Complement Cascade - The Body's Bouncer
- A system of plasma proteins that "complements" the work of antibodies.
- Three main pathways: Classical (IgG/IgM), Lectin (mannose), and Alternative (pathogen surfaces).

- Key Effector Functions:
- Opsonization: C3b acts as an "eat me" signal for phagocytes.
- Inflammation: C3a and C5a are anaphylatoxins, recruiting neutrophils.
- Cytolysis: The Membrane Attack Complex (MAC) punches holes in pathogen membranes.
⭐ Patients with deficiencies in the terminal complement components (C5-C9) are highly susceptible to recurrent infections with encapsulated bacteria, especially Neisseria species.
Mechanism of Action - Putting a Lid on It
- Complement inhibitors block key proteins in the complement cascade, preventing downstream inflammation and cell lysis.
- C5 Inhibitors (Eculizumab, Ravulizumab):
- Bind to complement protein C5, preventing its cleavage to C5a and C5b.
- This halts the formation of the Membrane Attack Complex (MAC), C5b-9, which creates pores in cell membranes.
- C3 Inhibitor (Pegcetacoplan):
- Acts earlier, blocking C3 cleavage, thereby inhibiting all downstream effector functions.

⭐ By preventing MAC formation, C5 inhibitors significantly increase susceptibility to encapsulated bacteria, especially Neisseria meningitidis. Vaccination is mandatory before starting treatment.
The Inhibitors - Meet the Suppressors
-
C5 Inhibitors (Terminal Pathway Blockade)
- -zumab drugs: Eculizumab, Ravulizumab
- Mechanism: Monoclonal antibodies that bind C5, preventing its cleavage to C5a (pro-inflammatory anaphylatoxin) & C5b (initiates MAC).
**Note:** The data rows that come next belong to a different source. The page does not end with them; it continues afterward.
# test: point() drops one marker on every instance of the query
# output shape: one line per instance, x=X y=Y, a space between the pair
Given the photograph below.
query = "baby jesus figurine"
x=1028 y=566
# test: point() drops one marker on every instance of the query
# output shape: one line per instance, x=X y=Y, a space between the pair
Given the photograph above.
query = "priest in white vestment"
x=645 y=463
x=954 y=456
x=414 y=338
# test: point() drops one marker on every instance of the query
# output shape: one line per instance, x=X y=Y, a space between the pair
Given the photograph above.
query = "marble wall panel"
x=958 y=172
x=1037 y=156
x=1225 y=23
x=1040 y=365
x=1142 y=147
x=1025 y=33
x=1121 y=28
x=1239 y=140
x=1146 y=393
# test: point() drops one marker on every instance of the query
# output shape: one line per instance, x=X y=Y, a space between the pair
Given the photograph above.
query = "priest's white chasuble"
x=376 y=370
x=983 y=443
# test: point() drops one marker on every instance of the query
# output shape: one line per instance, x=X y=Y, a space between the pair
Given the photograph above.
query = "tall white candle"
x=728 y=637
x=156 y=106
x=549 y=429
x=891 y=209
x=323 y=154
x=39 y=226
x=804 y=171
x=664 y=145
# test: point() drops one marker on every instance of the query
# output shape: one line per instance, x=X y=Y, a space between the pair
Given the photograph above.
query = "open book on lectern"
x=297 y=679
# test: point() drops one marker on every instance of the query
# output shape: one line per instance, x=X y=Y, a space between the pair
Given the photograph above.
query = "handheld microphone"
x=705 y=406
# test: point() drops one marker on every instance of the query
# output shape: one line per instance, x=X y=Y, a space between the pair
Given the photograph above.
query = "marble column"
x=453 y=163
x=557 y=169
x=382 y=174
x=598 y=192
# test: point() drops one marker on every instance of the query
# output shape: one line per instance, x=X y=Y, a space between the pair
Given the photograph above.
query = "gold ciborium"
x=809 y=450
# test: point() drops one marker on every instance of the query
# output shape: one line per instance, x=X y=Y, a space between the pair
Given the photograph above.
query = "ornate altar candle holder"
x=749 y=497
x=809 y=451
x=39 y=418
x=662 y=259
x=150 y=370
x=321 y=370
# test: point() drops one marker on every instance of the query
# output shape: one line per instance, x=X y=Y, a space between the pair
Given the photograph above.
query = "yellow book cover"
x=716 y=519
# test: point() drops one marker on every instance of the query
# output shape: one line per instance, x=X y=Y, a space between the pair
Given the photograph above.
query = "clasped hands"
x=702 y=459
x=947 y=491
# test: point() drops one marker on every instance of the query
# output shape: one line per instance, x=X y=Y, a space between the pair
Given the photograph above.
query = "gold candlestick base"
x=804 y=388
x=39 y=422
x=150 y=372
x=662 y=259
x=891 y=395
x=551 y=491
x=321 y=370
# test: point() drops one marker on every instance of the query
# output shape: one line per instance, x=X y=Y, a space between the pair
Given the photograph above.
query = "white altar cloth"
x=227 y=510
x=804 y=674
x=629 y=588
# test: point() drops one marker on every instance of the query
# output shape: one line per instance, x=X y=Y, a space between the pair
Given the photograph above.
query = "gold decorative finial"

This halts MAC-mediated intravascular hemolysis.
- Uses: Paroxysmal Nocturnal Hemoglobinuria (PNH), Atypical Hemolytic Uremic Syndrome (aHUS), Myasthenia Gravis (MG).
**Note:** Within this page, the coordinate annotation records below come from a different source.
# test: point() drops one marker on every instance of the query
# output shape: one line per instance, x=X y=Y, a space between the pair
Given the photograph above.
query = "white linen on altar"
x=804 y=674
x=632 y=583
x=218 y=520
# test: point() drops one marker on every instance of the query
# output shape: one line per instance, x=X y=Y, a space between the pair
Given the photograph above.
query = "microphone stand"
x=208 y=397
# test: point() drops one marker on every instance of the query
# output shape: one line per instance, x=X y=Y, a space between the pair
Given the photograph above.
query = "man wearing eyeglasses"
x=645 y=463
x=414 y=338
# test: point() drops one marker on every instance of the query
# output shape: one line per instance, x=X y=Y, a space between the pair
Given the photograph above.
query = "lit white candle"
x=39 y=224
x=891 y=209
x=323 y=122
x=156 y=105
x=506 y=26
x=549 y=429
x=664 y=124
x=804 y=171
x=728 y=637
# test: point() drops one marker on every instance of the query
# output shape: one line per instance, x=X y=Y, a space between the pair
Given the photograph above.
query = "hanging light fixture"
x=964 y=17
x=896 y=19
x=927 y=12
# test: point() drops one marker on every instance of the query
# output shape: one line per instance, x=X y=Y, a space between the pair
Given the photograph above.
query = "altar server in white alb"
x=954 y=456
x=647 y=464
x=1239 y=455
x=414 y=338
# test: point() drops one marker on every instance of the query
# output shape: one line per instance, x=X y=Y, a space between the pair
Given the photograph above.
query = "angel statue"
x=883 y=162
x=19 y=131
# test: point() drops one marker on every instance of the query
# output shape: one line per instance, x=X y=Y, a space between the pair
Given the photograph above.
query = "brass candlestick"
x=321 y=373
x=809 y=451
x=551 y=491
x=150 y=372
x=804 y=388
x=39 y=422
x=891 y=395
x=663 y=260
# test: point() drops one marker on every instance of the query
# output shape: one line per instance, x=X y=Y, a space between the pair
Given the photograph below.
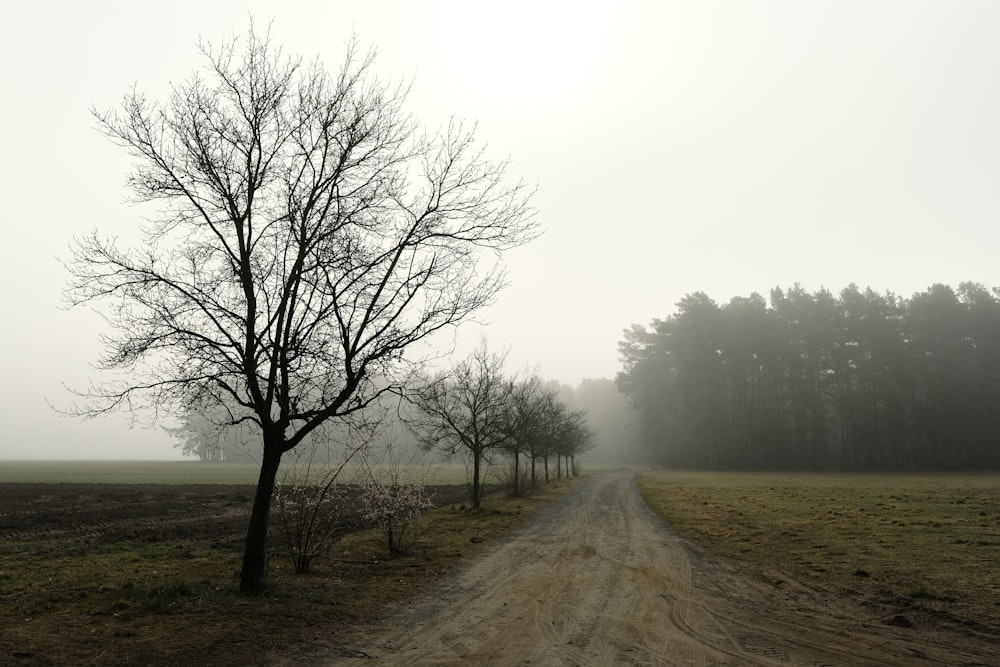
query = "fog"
x=678 y=147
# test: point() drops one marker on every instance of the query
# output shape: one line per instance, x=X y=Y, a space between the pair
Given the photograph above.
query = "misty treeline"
x=515 y=430
x=856 y=381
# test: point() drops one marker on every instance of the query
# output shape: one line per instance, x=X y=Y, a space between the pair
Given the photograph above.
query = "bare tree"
x=466 y=411
x=524 y=421
x=309 y=233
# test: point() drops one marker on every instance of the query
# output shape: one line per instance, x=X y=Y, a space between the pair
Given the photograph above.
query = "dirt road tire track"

- Ravulizumab: Longer-acting, less frequent dosing.
- ⚠️ Adverse Effect: ↑ risk of encapsulated bacterial infections.
⭐ High-Yield: Patients on C5 inhibitors require vaccination against Neisseria meningitidis (serogroups A, C, W, Y, and B) due to impaired MAC-dependent bacterial clearance.
-
C3 Inhibitors (Central Blockade)
- Pegcetacoplan
- Mechanism: Binds C3 & C3b, controlling cleavage. Addresses both intravascular and extravascular hemolysis.
- Use: PNH.
-
C1-Esterase (C1-INH) Inhibitors
- Mechanism: Replaces deficient C1-INH in Hereditary Angioedema (HAE), preventing unregulated kallikrein activation and bradykinin production.
- Use: Hereditary Angioedema (HAE) attacks.
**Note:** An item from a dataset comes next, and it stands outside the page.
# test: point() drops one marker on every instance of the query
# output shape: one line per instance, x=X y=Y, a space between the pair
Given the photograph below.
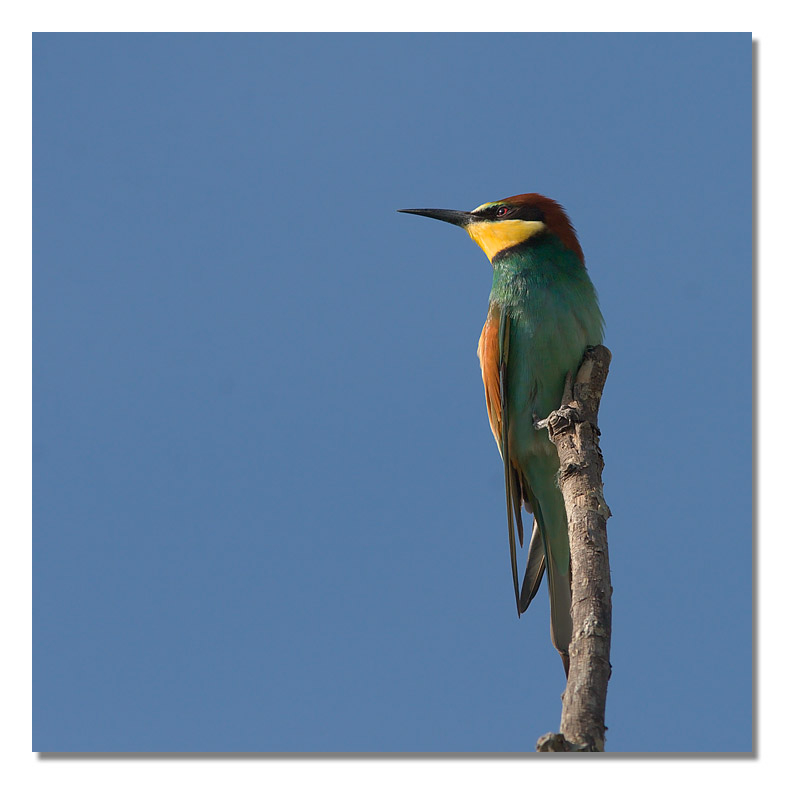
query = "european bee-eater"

Clinical Uses & Risks - The Trade-Offs
-
Primary Uses
- Paroxysmal Nocturnal Hemoglobinuria (PNH)
- Atypical Hemolytic Uremic Syndrome (aHUS)
- Generalized Myasthenia Gravis (gMG) (anti-AChR Ab+)
- Neuromyelitis Optica Spectrum Disorder (NMOSD)
-
Major Risks & Mitigation
- ⚠️ BLACK BOX WARNING: Increased risk of life-threatening meningococcal infections (N. meningitidis).
- Requires vaccination at least 2 weeks prior to initiation.
- Headache, hypertension, and infusion-related reactions are common.
⭐ Eculizumab & Ravulizumab bind C5, preventing its cleavage to C5a and C5b. This halts MAC formation, protecting RBCs in PNH.
High‑Yield Points - ⚡ Biggest Takeaways
- Eculizumab and Ravulizumab are monoclonal antibodies that bind C5, preventing the formation of the Membrane Attack Complex (MAC).
- They are primarily used for Paroxysmal Nocturnal Hemoglobinuria (PNH) and atypical Hemolytic Uremic Syndrome (aHUS).
- The most significant risk is life-threatening Neisseria meningitidis infections; vaccination is mandatory before starting treatment.
- Sutimlimab is a C1s inhibitor used for hemolysis in cold agglutinin disease (CAD).
- Pegcetacoplan, a C3 inhibitor, is also used for PNH.